As medidas de confinamento adotadas para lutar contra a pandemia de covid-19 devem provocar uma queda de 7% em ritmo anual das emissões de CO2, segundo a ONU e o grupo Global Carbon Project.

A ONU calcula que seria necessário reduzir as emissões entre 2020 e 2030 para cumprir a meta do Acordo de Paris de conter o aquecimento a +1,5 ºC e limitar as catástrofes climáticas.

Mas com a distribuição em larga escala de vacinas contra a covid-19 em 2021 e a esperada retomada econômica, 2020 será uma exceção ou marcará uma tendência mais duradoura de queda nas emissões de CO2?

“Temo que se os governos não adotarem medidas fortes, esta redução das emissões será seguida por uma alta”, afirmou à AFP o diretor da Agência Internacional de Energia (AIE), Fatih Birol.

– A atitude da China –

Sem medidas “verdes” contempladas nos planos de recuperação econômica, “voltaremos ao mesmo ponto em que estávamos antes da pandemia”, completa.

A atitude da China, maior emissor de gases do efeito estufa, será um “teste importante”, segundo Birol.

“A China foi o primeiro país que detectou o coronavírus, o primeiro que decidiu um confinamento e que sofreu uma desaceleração da sua economia. Mas também foi o primeiro país onde a economia foi retomada e hoje as emissões são maiores que antes da crise”, afirma o diretor da AIE.

O projeto Energy Policy Tracker, que inclui 14 institutos de pesquisa, calcula que os países do G20 prometeram em seus planos pós-covid ao menos 234 bilhões de dólares de dinheiro público para projetos ligados a energias fósseis, contra 151 bilhões para as energias limpas.

De acordo com os cálculos da ONU, a produção de petróleo, gás e carvão deve registrar queda de 6% em ritmo anual até 2030 para limitar o aquecimento do planeta a +1,5 ºC.

Mas os Estados preveem aumentar a produção de energias fósseis em 2% a ritmo anual, apesar dos preços reduzidos das energias renováveis.

Kingsmill Bond, da Carbon Tracker, espera que 2019 entre para a história como o ano em que as emissões de CO2 atingiram o teto.

Mas para a climatologista franco-canadense Corinne Le Quéré este é um “cenário otimista”. “Não é o mais factível”, afirma.

– Subsídios “ineficazes” –

As energias renováveis são uma alternativa às fósseis, mas seu avanço é freado pelos subsídios que ajudam as fontes mais poluentes, como petróleo e gás.

Os países dos G20 investem quase 300 bilhões de dólares em ajudas “ineficazes” para energias fósseis, afirma Fatih Birol.

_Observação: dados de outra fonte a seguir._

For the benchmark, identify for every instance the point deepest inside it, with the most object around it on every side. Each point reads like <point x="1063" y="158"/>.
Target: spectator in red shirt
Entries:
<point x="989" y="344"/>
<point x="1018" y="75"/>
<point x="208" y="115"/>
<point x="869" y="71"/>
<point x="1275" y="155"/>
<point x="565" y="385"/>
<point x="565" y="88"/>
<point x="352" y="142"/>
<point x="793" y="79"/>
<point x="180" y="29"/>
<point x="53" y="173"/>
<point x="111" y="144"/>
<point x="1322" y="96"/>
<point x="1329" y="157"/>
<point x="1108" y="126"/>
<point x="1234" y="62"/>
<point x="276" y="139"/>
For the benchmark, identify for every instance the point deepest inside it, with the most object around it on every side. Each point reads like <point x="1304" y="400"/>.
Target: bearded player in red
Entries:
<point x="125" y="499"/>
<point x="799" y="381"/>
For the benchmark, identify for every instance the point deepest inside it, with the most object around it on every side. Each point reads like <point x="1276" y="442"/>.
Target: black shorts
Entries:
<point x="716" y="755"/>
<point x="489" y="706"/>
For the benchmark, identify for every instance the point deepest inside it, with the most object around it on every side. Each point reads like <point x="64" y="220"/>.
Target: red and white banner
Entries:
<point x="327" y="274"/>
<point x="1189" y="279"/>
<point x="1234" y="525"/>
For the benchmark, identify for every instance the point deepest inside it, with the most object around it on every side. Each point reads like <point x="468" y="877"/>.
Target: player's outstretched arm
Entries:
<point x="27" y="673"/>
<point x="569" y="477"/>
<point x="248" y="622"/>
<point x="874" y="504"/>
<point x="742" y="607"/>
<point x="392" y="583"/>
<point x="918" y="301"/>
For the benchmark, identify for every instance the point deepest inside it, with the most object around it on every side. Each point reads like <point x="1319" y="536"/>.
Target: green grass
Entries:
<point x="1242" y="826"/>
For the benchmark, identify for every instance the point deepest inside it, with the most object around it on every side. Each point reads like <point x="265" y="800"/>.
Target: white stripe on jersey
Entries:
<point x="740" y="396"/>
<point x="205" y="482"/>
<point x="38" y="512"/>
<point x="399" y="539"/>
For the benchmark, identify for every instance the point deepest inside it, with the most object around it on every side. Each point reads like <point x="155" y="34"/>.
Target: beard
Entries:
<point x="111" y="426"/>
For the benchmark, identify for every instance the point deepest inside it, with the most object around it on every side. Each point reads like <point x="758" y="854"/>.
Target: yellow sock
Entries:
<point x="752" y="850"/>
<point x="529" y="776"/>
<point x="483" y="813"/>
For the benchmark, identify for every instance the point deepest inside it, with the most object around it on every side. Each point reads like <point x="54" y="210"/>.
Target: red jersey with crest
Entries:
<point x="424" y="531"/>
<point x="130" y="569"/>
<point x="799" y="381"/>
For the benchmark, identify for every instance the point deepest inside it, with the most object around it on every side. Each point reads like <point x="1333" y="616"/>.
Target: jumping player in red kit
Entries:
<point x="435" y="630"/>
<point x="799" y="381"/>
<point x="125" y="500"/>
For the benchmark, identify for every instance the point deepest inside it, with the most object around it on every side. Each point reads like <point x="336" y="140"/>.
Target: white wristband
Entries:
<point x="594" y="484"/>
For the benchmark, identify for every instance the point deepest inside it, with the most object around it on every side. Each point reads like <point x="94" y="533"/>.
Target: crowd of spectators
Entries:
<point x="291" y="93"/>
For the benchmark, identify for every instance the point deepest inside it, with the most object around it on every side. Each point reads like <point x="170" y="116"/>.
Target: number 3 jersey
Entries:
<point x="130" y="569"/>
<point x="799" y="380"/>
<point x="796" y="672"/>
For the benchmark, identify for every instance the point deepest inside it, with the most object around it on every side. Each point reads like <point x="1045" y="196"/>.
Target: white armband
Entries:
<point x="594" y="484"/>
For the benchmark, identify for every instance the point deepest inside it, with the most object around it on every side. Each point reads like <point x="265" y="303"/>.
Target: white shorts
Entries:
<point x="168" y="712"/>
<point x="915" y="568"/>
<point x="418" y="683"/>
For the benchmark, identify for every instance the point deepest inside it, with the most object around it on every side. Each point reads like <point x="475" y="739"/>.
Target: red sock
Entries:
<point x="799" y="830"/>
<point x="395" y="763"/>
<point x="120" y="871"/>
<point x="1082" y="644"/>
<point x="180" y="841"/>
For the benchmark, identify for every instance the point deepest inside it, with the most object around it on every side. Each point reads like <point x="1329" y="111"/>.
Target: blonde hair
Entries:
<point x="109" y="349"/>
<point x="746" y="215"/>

O apoio público procede “principalmente dos países emergentes, que criaram uma concorrência desleal com as energias limpas, distorcendo os mercados e provocando um uso ineficaz das energias”, critica.

2020 também é o ano em que vários países, incluindo grandes emissores de CO2 como China e Japão, se comprometeram a alcançar a neutralidade de carbono.

Casos os compromissos sejam cumpridos, o aquecimento se limitaria a +2,1 ºC, segundo o grupo Climate Action Tracker. Embora insuficiente para respeitar as metas do Acordo de Paris, ao menos melhoraria a atual trajetória, de +3 ºC para 2100.

Para 2021, Corinne Le Quéré prevê um aumento das emissões, antes que atinjam o teto ou avancem ainda mais durante alguns anos, até que os investimentos em energias limpas comecem a surtir efeito.

Mas o nível de concentração de CO2 na atmosfera continuará elevado.

“É como uma banheira”, ilustra Le Quéré. “A concentração é o nível de água na banheira, enquanto as emissões é o que sai da torneira”, explica.

“Há um século, a torneira está aberta e enchendo a banheira, ou seja, enviamos emissões para a atmosfera, que aumentam o volume de C02. Este ano apenas fechamos um pouco a torneira, mas ainda há emissões e o nível da banheira continua subindo”, adverte.